On a morning walking tour through Stone Town’s twisted alleyways, we ogle crumbling limestone palaces, mosques and faded mansions.
Our guide also points out the elaborately carved Zanzibari doors, symbolic of Stone Town.
Some doors reflect an Indian influence. They’re decorated with rosettes or brass spikes (originally a defense against elephants). Others have geometric Arab designs.
Historic Stone Town, Zanzibar
Stone Town is the historic old part of the capital of Zanzibar. And it has a storied past.
A UNESCO World Heritage Site, it’s largely Islamic. But it’s also a fascinating melting pot of Indian, European, Arab and Swahili cultures.
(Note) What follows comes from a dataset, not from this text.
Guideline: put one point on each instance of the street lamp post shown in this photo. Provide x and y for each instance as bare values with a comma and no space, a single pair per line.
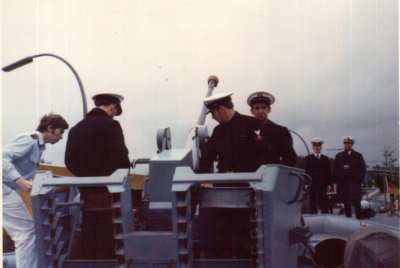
29,59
It takes stamina, though, to keep walking when the sun starts to burn high in the sky. The muggy heat is oppressive. To visit the market, we must gingerly step across dirty wet floors, picking our way around toothless vendors squatting on the ground, weighing yellowfin tuna, ringed by local bidders.
Clouds of flies buzz around bloody slabs of beef, liver and goat hanging from hooks.
Colorful and unchanged from days gone by, but not for the squeamish!
Dark slave history
The old slave market and whipping post (now the purposefully-chosen site of the Anglican Cathedral) also clobbers us with reminders of man’s cruelty.
Zanzibar was once the center for the East African slave and ivory trade.
At its height in the 18th and 19th centuries, some 45,000 slaves, captured on mainland Africa, were shipped from Zanzibar to Brazil, India and Arab countries. One dank chamber we climb down to see (smaller than a single car garage) reputedly imprisoned 50 slaves awaiting auction for days at a time.
Rusty shackles and chains, still attached to the stone walls, are grisly artifacts.
Historic palace hotels
Most visitors go to Zanzibar for its (hot!) beaches. And from your beach hotel, you can tour Stone Town on a day trip (up to a 90-minute drive away, depending on location).
But it’s worth staying in Stone Town for at least a night, if only to experience one of the historic palaces which have been turned into atmospheric boutique palace-hotels. They seem to be haunted by the fictional Scheherazade and will have you dreaming of One Thousand and One Nights.
Overnighting means you get to catch the glorious pumpkin-orange sunset in Stone Town too – its beauty a stark contrast to the rigors of the day.